Key Moments
- EUR/GBP trades near 0.8620 in early European dealings on Thursday as the cross comes under pressure.
- Comments from ECB President Christine Lagarde and other policymakers temper expectations for further rate hikes, weighing on the Euro.
- UK political uncertainty following Prime Minister Keir Starmer’s resignation could limit Pound strength and offer some support to EUR/GBP.
EUR/GBP Under Pressure in Early European Trade
The EUR/GBP pair is trading softer around 0.8620 during the early European session on Thursday. The Euro is losing ground against the British Pound as market participants respond to recent dovish-leaning commentary from European Central Bank (ECB) officials. Investors are now watching for remarks from ECB policymakers Philip Lane and Piero Cipollone later on Thursday for additional direction.
ECB Messaging Cools Aggressive Tightening Expectations
At its June policy meeting, the ECB increased its deposit rate by 25 basis points to 2.25%. However, ECB President Christine Lagarde struck a more cautious tone, signaling that the central bank does not see a need for a forceful policy response to potential spillover effects from the Middle East conflict.
Lagarde also stated that the inflation shock confronting the Eurozone is significant enough that it cannot be overlooked, but still not sufficiently large to propel longer-term inflation expectations higher. In response, markets have scaled back expectations for additional ECB rate increases, putting pressure on the Euro. Current pricing in financial markets reflects between one and two further hikes, with the next move fully anticipated by the end of this year.
| Policy / Market Indicator | Detail |
|---|---|
| Latest ECB deposit rate move | Increase of 25 bps to 2.25% at the June meeting |
| Market pricing for future ECB hikes | Between one and two additional hikes expected |
| Timing of next fully priced hike | By the end of this year |
UK Political Turmoil Adds a Counterweight for GBP
While Euro sentiment is constrained by reduced ECB tightening expectations, domestic political developments in the United Kingdom may curb the Pound’s upside.
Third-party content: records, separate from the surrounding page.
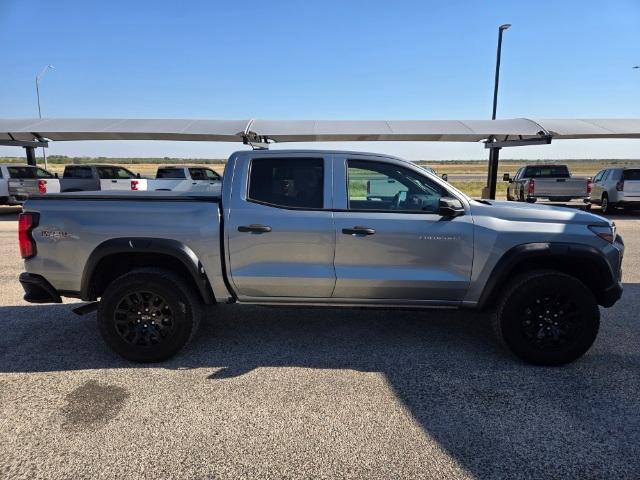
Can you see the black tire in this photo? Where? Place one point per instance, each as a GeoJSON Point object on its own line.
{"type": "Point", "coordinates": [547, 318]}
{"type": "Point", "coordinates": [131, 306]}
{"type": "Point", "coordinates": [605, 206]}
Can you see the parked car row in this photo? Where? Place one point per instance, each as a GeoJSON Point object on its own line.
{"type": "Point", "coordinates": [611, 188]}
{"type": "Point", "coordinates": [18, 182]}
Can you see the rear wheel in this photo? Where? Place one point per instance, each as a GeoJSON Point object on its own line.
{"type": "Point", "coordinates": [148, 315]}
{"type": "Point", "coordinates": [548, 318]}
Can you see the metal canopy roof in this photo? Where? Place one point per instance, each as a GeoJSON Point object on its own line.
{"type": "Point", "coordinates": [314, 130]}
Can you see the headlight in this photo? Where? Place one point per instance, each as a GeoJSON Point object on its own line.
{"type": "Point", "coordinates": [607, 233]}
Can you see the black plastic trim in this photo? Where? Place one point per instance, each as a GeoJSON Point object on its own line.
{"type": "Point", "coordinates": [162, 246]}
{"type": "Point", "coordinates": [37, 289]}
{"type": "Point", "coordinates": [519, 253]}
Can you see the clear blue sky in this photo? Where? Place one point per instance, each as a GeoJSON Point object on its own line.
{"type": "Point", "coordinates": [323, 59]}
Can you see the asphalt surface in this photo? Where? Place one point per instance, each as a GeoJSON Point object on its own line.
{"type": "Point", "coordinates": [310, 393]}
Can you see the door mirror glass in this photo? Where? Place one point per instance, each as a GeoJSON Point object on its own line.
{"type": "Point", "coordinates": [450, 207]}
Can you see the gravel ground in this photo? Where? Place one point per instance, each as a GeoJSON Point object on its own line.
{"type": "Point", "coordinates": [279, 393]}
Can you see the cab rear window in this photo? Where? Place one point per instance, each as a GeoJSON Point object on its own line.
{"type": "Point", "coordinates": [631, 175]}
{"type": "Point", "coordinates": [547, 171]}
{"type": "Point", "coordinates": [170, 173]}
{"type": "Point", "coordinates": [22, 172]}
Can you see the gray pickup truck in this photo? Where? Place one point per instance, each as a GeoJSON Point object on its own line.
{"type": "Point", "coordinates": [298, 228]}
{"type": "Point", "coordinates": [550, 182]}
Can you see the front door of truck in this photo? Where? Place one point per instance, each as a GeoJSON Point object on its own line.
{"type": "Point", "coordinates": [391, 243]}
{"type": "Point", "coordinates": [280, 234]}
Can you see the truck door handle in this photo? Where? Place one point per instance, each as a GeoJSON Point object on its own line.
{"type": "Point", "coordinates": [358, 231]}
{"type": "Point", "coordinates": [254, 228]}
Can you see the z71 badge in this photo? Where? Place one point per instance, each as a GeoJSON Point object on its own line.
{"type": "Point", "coordinates": [52, 234]}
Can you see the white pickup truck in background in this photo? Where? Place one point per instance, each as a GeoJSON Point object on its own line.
{"type": "Point", "coordinates": [183, 179]}
{"type": "Point", "coordinates": [18, 182]}
{"type": "Point", "coordinates": [550, 182]}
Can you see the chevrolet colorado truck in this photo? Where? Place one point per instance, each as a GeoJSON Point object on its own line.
{"type": "Point", "coordinates": [301, 228]}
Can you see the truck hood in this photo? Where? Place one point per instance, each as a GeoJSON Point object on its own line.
{"type": "Point", "coordinates": [528, 212]}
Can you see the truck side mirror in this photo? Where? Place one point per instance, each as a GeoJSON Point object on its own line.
{"type": "Point", "coordinates": [450, 207]}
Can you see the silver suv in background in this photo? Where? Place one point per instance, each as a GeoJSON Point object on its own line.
{"type": "Point", "coordinates": [616, 188]}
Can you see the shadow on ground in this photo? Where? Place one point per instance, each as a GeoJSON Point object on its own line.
{"type": "Point", "coordinates": [496, 416]}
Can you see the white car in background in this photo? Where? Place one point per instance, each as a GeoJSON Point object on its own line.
{"type": "Point", "coordinates": [19, 182]}
{"type": "Point", "coordinates": [184, 179]}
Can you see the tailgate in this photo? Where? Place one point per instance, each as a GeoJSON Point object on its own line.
{"type": "Point", "coordinates": [561, 187]}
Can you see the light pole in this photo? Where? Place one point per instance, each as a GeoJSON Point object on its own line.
{"type": "Point", "coordinates": [38, 77]}
{"type": "Point", "coordinates": [494, 153]}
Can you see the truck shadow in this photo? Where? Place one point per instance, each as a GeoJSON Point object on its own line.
{"type": "Point", "coordinates": [497, 417]}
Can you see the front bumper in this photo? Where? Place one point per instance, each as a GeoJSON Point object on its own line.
{"type": "Point", "coordinates": [38, 290]}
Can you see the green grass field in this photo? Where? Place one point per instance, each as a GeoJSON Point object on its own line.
{"type": "Point", "coordinates": [473, 188]}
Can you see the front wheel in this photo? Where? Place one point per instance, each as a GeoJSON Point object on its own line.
{"type": "Point", "coordinates": [148, 315]}
{"type": "Point", "coordinates": [548, 318]}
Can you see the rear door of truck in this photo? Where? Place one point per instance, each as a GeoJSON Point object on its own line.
{"type": "Point", "coordinates": [631, 186]}
{"type": "Point", "coordinates": [118, 178]}
{"type": "Point", "coordinates": [279, 226]}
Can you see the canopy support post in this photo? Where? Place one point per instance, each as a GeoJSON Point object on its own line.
{"type": "Point", "coordinates": [31, 155]}
{"type": "Point", "coordinates": [492, 175]}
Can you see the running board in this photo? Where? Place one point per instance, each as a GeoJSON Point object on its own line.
{"type": "Point", "coordinates": [86, 308]}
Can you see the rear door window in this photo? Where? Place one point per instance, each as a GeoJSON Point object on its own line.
{"type": "Point", "coordinates": [287, 182]}
{"type": "Point", "coordinates": [631, 175]}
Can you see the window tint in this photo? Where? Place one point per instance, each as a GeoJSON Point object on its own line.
{"type": "Point", "coordinates": [114, 173]}
{"type": "Point", "coordinates": [197, 174]}
{"type": "Point", "coordinates": [598, 176]}
{"type": "Point", "coordinates": [170, 173]}
{"type": "Point", "coordinates": [21, 172]}
{"type": "Point", "coordinates": [631, 175]}
{"type": "Point", "coordinates": [77, 172]}
{"type": "Point", "coordinates": [42, 173]}
{"type": "Point", "coordinates": [287, 182]}
{"type": "Point", "coordinates": [547, 171]}
{"type": "Point", "coordinates": [211, 175]}
{"type": "Point", "coordinates": [382, 186]}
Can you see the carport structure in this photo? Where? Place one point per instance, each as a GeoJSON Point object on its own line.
{"type": "Point", "coordinates": [33, 133]}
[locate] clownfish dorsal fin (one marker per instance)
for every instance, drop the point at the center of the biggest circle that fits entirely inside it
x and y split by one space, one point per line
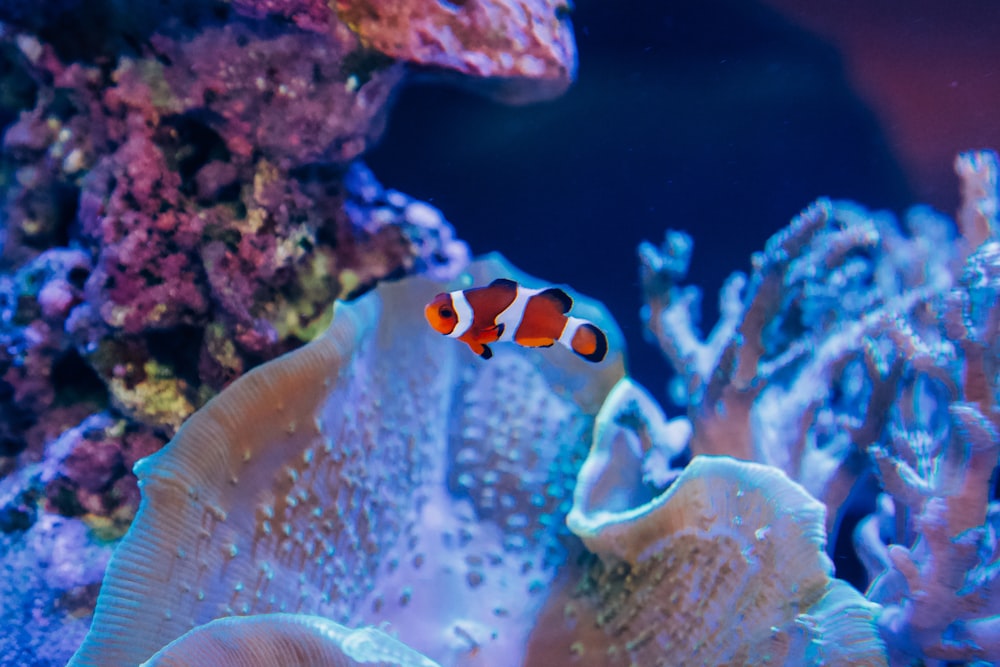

UK Prime Minister Keir Starmer resigned on Monday, triggering renewed political uncertainty. His departure followed mounting pressure in the wake of Andy Burnham’s victory in the Makerfield by-election last week.
With Starmer stepping down, the Labour Party must now choose a new leader to head the government. The resulting political instability has the potential to weigh on the Pound, which could in turn provide a partial offset to Euro weakness and offer some support to the EUR/GBP cross.
Background on the Pound Sterling
The article also provides context on the characteristics and drivers of the Pound Sterling (GBP), including its role in global foreign exchange markets and the influence of Bank of England (BoE) policy decisions and economic data on its valuation.
Pound Sterling FAQs
What is the Pound Sterling?
The Pound Sterling (GBP) is the oldest currency in the world (886 AD) and the official currency of the United Kingdom. It is the fourth most traded unit for foreign exchange (FX) in the world, accounting for 12% of all transactions, averaging $630 billion a day, according to 2022 data.
Its key trading pairs are GBP/USD, also known as ‘Cable’, which accounts for 11% of FX, GBP/JPY, or the ‘Dragon’ as it is known by traders (3%), and EUR/GBP (2%). The Pound Sterling is issued by the Bank of England (BoE).
How do the decisions of the Bank of England impact on the Pound Sterling?
The single most important factor influencing the value of the Pound Sterling is monetary policy decided by the Bank of England. The BoE bases its decisions on whether it has achieved its primary goal of “price stability” – a steady inflation rate of around 2%. Its primary tool for achieving this is the adjustment of interest rates.
When inflation is too high, the BoE will try to rein it in by raising interest rates, making it more expensive for people and businesses to access credit. This is generally positive for GBP, as higher interest rates make the UK a more attractive place for global investors to park their money.
When inflation falls too low it is a sign economic growth is slowing. In this scenario, the BoE will consider lowering interest rates to cheapen credit so businesses will borrow more to invest in growth-generating projects.
How does economic data influence the value of the Pound?
Data releases gauge the health of the economy and can impact the value of the Pound Sterling. Indicators such as GDP, Manufacturing and Services PMIs, and employment can all influence the direction of the GBP.
A strong economy is good for Sterling. Not only does it attract more foreign investment but it may encourage the BoE to put up interest rates, which will directly strengthen GBP. Otherwise, if economic data is weak, the Pound Sterling is likely to fall.
How does the Trade Balance impact the Pound?
Another significant data release for the Pound Sterling is the Trade Balance. This indicator measures the difference between what a country earns from its exports and what it spends on imports over a given period.
If a country produces highly sought-after exports, its currency will benefit purely from the extra demand created from foreign buyers seeking to purchase these goods. Therefore, a positive net Trade Balance strengthens a currency and vice versa for a negative balance.